Como sea, en este caso sólo quise enfocarme en lo que creo que he aprendido en casi 1 año de asistir regularmente a clases de natación, una actividad que sigo explorando, descubriendo, con la que sigo batallando pero que, al menos de momento, no pienso abandonar, pues, por decirlo de alguna manera, me mantiene a flote.
Todo comienza con una pregunta
¿Y qué si…? En general todos nos hacemos preguntas, pero no de la manera en que creemos. En contraste con ciertas narrativas inspiracionales o de autosuperación, las preguntas que cada uno de nosotros lleva consigo se manifiestan, franca o laberínticamente, en nuestros actos y decisiones de todos los días. Queremos experimentar una nueva forma de vida y aunque no nos lo planteemos de esa manera, nuestros actos mismos nos llevan a cambiar de trabajo, de lugar de residencia, acaso incluso de relaciones personales. Y para esto no hace falta leer un libro sobre cómo transformar nuestra vida, sino que, a veces, simplemente lo hacemos, la pregunta misma nos lleva a tomar ciertas decisiones –porque, quizá, en el fondo eso es lo que queríamos.
El cuerpo sabe
Hubo un momento en la historia del pensamiento occidental en que mente y cuerpo comenzaron a correr por caminos separados, una dualidad que se remonta a tiempos platónicos y que en otra época crucial, la del ascenso y hegemonía del cristianismo, encontró un suelo nuevamente fértil: la mente es instrumento de la razón, mientras que el cuerpo, esa cárcel del alma, no es más que materia fugaz, perecedera, frágil.
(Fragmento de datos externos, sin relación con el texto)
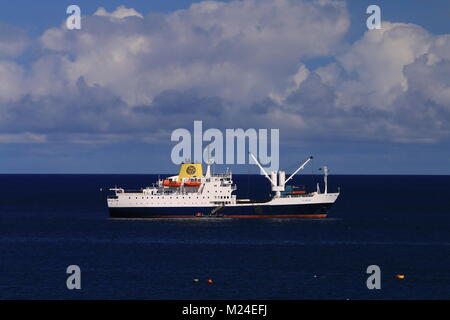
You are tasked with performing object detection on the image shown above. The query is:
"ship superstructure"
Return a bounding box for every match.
[107,154,340,218]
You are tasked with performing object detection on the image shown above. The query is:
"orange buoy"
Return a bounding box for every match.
[207,279,213,284]
[395,274,405,279]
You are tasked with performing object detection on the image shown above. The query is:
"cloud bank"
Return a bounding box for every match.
[0,0,449,145]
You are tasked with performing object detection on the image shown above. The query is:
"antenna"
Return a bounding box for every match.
[204,145,214,178]
[319,166,329,194]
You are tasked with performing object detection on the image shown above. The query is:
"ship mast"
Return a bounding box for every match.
[205,145,213,178]
[249,153,313,197]
[319,166,329,194]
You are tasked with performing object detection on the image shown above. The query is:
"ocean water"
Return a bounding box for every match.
[0,174,449,300]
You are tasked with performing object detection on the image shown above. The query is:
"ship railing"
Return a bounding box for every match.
[117,189,144,194]
[282,193,314,198]
[213,173,232,178]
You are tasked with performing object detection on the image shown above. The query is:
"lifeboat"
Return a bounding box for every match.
[184,180,202,187]
[163,180,181,187]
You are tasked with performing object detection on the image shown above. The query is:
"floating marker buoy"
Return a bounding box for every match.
[207,279,213,284]
[313,275,319,278]
[193,279,200,283]
[395,274,405,279]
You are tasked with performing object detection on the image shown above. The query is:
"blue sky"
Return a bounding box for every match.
[0,0,449,174]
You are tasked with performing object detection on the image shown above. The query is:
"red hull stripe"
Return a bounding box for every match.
[222,214,327,219]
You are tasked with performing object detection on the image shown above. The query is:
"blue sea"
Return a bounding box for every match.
[0,174,449,300]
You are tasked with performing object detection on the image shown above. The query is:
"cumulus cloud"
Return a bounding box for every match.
[0,22,29,58]
[281,22,450,142]
[0,61,25,102]
[335,22,431,110]
[94,6,144,19]
[37,0,349,107]
[0,0,449,146]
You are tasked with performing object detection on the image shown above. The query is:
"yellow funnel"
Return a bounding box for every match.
[178,163,203,180]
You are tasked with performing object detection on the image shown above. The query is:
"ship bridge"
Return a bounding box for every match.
[108,161,237,208]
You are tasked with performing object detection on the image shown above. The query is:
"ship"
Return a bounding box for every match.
[107,153,340,218]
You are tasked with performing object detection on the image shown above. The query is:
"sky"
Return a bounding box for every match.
[0,0,449,174]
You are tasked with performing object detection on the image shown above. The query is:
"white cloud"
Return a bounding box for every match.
[335,22,432,110]
[38,0,349,106]
[0,61,24,102]
[279,22,450,142]
[0,22,28,58]
[0,133,46,144]
[0,0,448,145]
[94,6,144,19]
Este, sin embargo, es un enfoque no sólo equivocado, sino injusto con el propio cuerpo, al que usualmente no lo consideramos un vehículo de conocimiento propio, específico.
Pero eso tienen en común el ejercicio físico y el sexo: nos revelan el cuerpo, nuestro cuerpo, como vehículo de conocimiento, como un medio limitado pero con un potencial más allá del que le atribuimos, y acaso, por encima de todo, dueño de una forma de sabiduría que podemos adquirir sólo recorriendo las vías que nos propone.
Concentración
Probablemente la mejor forma de vivir sea vivir concentrado. Este es mi presente. Estas son mis condiciones. Este es mi cuerpo. Este es mi esfuerzo. Esto es lo que estoy haciendo en este momento. Paradójicamente, mucho de nuestra época nos empuja justamente a lo opuesto: la distracción. O quizá, mejor dicho, a llevar nuestra atención a otros intereses, distintos a los nuestros. Nadar es uno de los pocos ejercicios físicos que requiere de concentración total en cada uno de sus movimientos, que sólo en su suma coordinada resultan en la acción del nado.
Lo verdaderamente importante es la perseverancia
Desde tiempos de Esopo y aun antes el ser humano se ha venido repitiendo, a sí mismo y como especie, que la perseverancia es uno de los mejores hábitos de vida que podemos tener y emplear en nuestra vida. “Un viaje de mil millas comienza con un paso”, dijo Lao Tsé, pero no menos cierto es que a veces podemos sentir que nuestra voluntad, fuerza o interés flaquean y entonces, por más que hayamos dado ese primer paso, abandonamos el viaje.
Lo interesante de la constancia es quizá que aunque a primera vista podría parecer bastante cercana de la obligación o la disciplina, hay por lo menos algo que la distingue de éstas: el gusto. Podría decirse que el secreto de ser constante es el gusto, disfrute o placer que se encuentra en eso que se realiza. En la obligación hacemos las cosas porque tenemos que hacerlas, en la disciplina porque estamos habituados a hacerlas, pero en la constancia las hacemos porque queremos, porque nos gusta hacerlas.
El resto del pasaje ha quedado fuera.